Casinos are great places. You never know how much money you’re going to come out with, no matter how much you take in. More often than not, you emerge with significantly less, but sometimes it can be an awful lot more. It’s a bit like your marketing in many ways.
Let me explain.
Let’s start in January and add some more detail to my statement.
You start three different marketing activities in January (spending £2,000 per month), and you can see more website traffic and you’re getting more inbound enquiries. Some of these enquiries then converted into sales and new client sales totalled £16,000.
In February your spend was the same and sales totalled £11,500
March followed a similar pattern and created new client sales of £8,500.
Your first quarter’s marketing budget of £6,000 generated £36,000. That’s a 6:1 return on investment. Not too bad, but could be better. As you’re now going into your 2nd quarter, what could be improved so you improve the ROI your marketing is delivering?
If you haven’t measured your marketing, there is no way of knowing how to improve that ROI. Let’s go to the casino.
£2,000 on the blackjack tables could generate some great results. Just one hand could turn your £2,000 into £5,000 (assuming the casino pays out 3:2 on a blackjack), but many hands that turn the money over many times could create a lot more.
Roulette gives you a real chance to win a lot of money with a right single number paying 35:1. That’s £72,000 if you get real lucky. Even betting just red or black could double your money each time you get it right.
Poker is a different kettle of fish as you’re playing the other players as much as playing the cards. This could easily the table to lose your money on fastest.
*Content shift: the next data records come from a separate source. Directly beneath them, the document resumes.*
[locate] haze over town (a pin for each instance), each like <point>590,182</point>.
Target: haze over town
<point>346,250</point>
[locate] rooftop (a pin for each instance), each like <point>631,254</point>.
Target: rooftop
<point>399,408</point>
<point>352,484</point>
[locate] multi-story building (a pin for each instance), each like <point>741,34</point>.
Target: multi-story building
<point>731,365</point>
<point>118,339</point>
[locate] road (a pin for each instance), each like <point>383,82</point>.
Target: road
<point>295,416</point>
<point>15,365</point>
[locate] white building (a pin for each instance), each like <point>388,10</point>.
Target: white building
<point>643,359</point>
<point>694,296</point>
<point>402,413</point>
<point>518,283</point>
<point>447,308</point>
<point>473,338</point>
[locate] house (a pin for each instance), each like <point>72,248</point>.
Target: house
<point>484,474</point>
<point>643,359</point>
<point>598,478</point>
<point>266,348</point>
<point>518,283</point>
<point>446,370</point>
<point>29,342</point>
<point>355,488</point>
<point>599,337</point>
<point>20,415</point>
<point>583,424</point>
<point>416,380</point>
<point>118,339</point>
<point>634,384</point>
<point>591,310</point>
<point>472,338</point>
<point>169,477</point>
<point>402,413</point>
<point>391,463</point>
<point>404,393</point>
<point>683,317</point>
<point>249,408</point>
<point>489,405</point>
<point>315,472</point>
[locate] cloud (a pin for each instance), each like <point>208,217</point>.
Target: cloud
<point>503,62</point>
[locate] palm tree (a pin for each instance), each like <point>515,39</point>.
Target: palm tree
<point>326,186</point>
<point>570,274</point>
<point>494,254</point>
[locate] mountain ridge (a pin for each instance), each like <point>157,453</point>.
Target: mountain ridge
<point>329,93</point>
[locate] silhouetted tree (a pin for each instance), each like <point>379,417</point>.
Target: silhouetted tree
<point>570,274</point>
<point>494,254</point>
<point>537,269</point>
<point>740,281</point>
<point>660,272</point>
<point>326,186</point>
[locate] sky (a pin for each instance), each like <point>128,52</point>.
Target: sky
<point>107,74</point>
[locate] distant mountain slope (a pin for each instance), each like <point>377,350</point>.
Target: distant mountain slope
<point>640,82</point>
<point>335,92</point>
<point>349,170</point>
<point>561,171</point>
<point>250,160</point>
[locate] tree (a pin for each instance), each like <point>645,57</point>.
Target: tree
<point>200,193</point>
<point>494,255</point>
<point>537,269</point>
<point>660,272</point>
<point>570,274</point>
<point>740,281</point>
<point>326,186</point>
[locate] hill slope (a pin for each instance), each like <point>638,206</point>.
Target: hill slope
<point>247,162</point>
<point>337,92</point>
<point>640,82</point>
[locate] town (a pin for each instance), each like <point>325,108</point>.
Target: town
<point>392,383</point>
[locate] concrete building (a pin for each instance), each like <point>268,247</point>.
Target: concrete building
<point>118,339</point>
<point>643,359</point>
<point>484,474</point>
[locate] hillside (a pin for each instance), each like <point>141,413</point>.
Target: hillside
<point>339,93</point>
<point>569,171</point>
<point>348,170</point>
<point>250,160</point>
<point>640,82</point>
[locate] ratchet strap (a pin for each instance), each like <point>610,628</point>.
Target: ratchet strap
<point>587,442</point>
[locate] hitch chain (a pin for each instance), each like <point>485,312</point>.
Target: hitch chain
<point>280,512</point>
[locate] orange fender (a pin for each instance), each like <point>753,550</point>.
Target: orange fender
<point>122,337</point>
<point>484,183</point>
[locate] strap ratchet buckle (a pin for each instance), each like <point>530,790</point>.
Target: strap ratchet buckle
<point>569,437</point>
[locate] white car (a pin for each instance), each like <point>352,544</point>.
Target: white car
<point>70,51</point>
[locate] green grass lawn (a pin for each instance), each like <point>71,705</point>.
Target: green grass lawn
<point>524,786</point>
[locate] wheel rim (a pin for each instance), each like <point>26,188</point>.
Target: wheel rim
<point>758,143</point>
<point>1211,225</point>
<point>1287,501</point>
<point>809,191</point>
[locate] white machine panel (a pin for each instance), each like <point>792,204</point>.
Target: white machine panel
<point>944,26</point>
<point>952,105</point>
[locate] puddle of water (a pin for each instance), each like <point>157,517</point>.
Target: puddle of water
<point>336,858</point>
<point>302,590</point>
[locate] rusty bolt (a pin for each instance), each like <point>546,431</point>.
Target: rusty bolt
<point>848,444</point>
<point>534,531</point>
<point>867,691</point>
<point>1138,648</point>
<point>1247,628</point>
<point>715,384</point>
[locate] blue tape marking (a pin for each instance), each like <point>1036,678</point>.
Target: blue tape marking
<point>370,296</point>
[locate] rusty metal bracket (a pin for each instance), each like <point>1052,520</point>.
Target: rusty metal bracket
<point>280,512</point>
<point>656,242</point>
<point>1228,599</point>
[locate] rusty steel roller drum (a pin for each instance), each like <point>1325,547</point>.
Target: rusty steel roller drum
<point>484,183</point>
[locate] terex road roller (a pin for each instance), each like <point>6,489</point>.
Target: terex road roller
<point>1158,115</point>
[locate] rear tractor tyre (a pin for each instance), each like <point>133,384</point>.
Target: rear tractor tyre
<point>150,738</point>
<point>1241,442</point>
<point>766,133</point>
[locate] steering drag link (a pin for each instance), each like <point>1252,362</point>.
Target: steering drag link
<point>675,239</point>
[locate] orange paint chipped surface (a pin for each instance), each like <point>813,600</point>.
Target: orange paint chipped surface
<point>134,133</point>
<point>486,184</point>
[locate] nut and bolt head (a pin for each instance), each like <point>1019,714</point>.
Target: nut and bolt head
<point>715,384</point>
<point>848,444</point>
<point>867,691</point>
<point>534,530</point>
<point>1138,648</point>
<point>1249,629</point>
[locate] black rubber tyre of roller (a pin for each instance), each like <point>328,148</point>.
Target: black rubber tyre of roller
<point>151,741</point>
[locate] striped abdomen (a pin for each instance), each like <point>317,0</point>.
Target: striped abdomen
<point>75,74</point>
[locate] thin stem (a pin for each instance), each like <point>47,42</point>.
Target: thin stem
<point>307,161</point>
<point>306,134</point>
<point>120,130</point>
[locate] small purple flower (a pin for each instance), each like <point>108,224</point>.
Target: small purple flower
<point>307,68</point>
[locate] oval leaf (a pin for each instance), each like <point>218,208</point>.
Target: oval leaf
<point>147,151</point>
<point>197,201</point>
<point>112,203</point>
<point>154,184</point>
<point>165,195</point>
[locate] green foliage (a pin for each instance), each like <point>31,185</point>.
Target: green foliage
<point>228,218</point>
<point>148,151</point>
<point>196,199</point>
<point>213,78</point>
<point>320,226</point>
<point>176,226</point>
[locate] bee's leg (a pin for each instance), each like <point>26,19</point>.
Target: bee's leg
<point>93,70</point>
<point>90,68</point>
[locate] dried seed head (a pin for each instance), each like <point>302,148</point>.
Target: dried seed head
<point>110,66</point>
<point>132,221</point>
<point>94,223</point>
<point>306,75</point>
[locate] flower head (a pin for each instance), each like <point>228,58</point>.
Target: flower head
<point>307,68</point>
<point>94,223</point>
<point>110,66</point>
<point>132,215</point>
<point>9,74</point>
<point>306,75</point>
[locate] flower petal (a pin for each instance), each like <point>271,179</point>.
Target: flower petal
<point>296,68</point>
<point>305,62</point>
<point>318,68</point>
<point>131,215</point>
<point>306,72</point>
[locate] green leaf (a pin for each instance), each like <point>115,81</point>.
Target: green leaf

Let’s assume you had a good night and came out with the same £36,000. What games would you play next time you go in? If you don’t know and simply guess that roulette, with a single number strategy, delivered your winnings, your money could disappear very quickly.
It’s exactly the same with your marketing budget, albeit over an elongated time period. Knowing what marketing delivers new sales, and what doesn’t, allows you to reallocate your resources to maximise your return on investment.